Compiler knows that AbstractDemo
is an abstract class and Abstract classes can't be instantiated.
But when I call newInstance()
method, why it did not give a compile time error?
import java.lang.reflect.Constructor;
public abstract class AbstractDemo{
public AbstractDemo(){
System.out.println("Default constructor");
}
public static void main(String args[]){
try{
/* No compilation error for this statement */
AbstractDemo demo = AbstractDemo.class.newInstance();
Constructor[] ctors = AbstractDemo.class.getDeclaredConstructors();
for ( int i=0; i < ctors.length; i++){
System.out.println(ctors[i]);
/* No compilation error for this statement too */
AbstractDemo demo1 = (AbstractDemo) ctors[i].newInstance();
}
/* Compilation error here */
// AbstractDemo demo2 = new AbstractDemo();
}catch(Exception err){
err.printStackTrace();
}
}
}
Output when I ran this program: ( I know that error will come since I can't create instance for abstract class. But why it was not given at compile time is surprising me)
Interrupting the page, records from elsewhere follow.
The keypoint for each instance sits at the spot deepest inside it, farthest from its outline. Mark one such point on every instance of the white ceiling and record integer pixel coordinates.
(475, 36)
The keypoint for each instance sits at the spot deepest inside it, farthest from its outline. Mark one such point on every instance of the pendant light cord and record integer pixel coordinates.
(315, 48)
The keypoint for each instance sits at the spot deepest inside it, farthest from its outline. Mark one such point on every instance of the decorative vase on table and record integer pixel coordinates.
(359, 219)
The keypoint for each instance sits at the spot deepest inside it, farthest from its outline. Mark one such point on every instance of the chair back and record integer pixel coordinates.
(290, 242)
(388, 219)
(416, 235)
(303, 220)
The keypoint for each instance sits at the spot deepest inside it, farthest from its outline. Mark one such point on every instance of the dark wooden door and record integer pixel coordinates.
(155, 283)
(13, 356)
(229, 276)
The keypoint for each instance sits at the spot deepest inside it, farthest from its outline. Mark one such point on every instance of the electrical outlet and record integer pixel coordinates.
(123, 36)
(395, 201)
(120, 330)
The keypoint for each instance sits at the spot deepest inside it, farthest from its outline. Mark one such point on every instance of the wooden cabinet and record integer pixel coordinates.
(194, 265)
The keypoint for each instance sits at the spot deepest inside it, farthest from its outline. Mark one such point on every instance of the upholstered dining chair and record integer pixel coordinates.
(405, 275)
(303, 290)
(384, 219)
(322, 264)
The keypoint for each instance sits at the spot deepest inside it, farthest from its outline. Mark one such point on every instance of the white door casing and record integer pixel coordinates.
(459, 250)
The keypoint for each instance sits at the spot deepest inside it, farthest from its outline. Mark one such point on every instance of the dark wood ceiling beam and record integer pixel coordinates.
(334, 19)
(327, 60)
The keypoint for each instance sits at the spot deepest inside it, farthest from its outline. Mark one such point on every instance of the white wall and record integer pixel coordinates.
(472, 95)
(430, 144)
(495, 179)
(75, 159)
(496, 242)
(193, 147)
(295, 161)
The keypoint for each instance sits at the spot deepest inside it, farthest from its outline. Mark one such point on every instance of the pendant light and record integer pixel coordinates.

D:\Study\Java>java AbstractDemo
java.lang.InstantiationException
at sun.reflect.InstantiationExceptionConstructorAccessorImpl.newInstance(InstantiationExceptionConstructorAccessorImpl.java:48)
at java.lang.reflect.Constructor.newInstance(Constructor.java:526)
at java.lang.Class.newInstance(Class.java:374)
at AbstractDemo.main(AbstractDemo.java:10)
EDIT:
Compiler is intelligent to give error for this statement:
AbstractDemo demo2 = new AbstractDemo();
But not for this statement
AbstractDemo demo = AbstractDemo.class.newInstance();
Am I missing any key lesson here?
The compiler's job is to check compile-time rules (er, and compile the code). The method you're calling is Class#newInstance
, not anything related (directly) to AbstractDemo
. The fact that Class#newInstance
will throw (because the instance of Class
on which you call it is for an abstract class) is a runtime concern.
While it might, in theory, be possible sometimes to determine at compile-time that a particular reference to a particular instance of Class
refers to an abstract class (such as AbstractDemo.class
), usually it won't be possible, for instance:
void someMethodInMyOwnClass(Class c) {
Object o = c.newInstance();
}
And even if it were, then we'd need some kind of built-in rule or annotation system (e.g., compile-time information) saying "This method of this class can't be called if the Class
instance refers to an abstract class."
So we're talking about non-trivial work, and there's no real value in doing that work, making it sometimes a compile-time error and other times a runtime error.
Consider: The compiler could also work out that this throws an NPE:
String s = null;
if (s.equalsIgnoreCase("foo")) {
// ...
}
Or that the body of this loop will never be executed:
int x = 10;
while (x < 10) {
System.out.println("Never gets here");
}
But we don't have it do so; those are runtime concerns.